Giovana empurrou Cíntia com força, sem cerimônia. Quando o mordomo avançou para ajudar Cíntia, ela deu um chute nele, fazendo-o recuar alguns passos e cair sentado no chão.
— Não é da conta de vocês. Se não quiserem perder o emprego, saiam da frente!
Giovana advertiu o mordomo:
— Em breve, serei a dona desta casa. Se ousarem ajudar essa vagabunda a me dificultar as coisas, quando eu me casar e entrar aqui, demito todos vocês!
Mesmo que essas pessoas não ajudassem Cíntia a dificultar as coisas, quando ela assumisse o posto, trocaria todos os empregados da Família Vieira.
Trocaria por gente de sua confiança, que seria mais fácil de comandar.
O comando da casa da Família Vieira seria dela, com certeza!
— Fora! Saia daqui, velha vagabunda, sua biscate!
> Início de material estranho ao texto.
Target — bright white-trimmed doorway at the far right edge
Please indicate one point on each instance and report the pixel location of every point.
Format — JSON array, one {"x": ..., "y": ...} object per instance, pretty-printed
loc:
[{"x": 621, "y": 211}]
Se invadir minha casa de novo, chamo a polícia.
Cíntia, após ser empurrada, voltou para puxar Giovana.
As duas entraram em confronto físico novamente.
Sem a ajuda do mordomo, Cíntia não era páreo para Giovana e logo ficou em desvantagem.
Desta vez, Giovana não bateu em seu rosto, focou em rasgar as roupas de Cíntia e puxar seu cabelo. Cíntia tinha que se defender e ao mesmo tempo segurar suas roupas, soltando gritos agudos de vez em quando.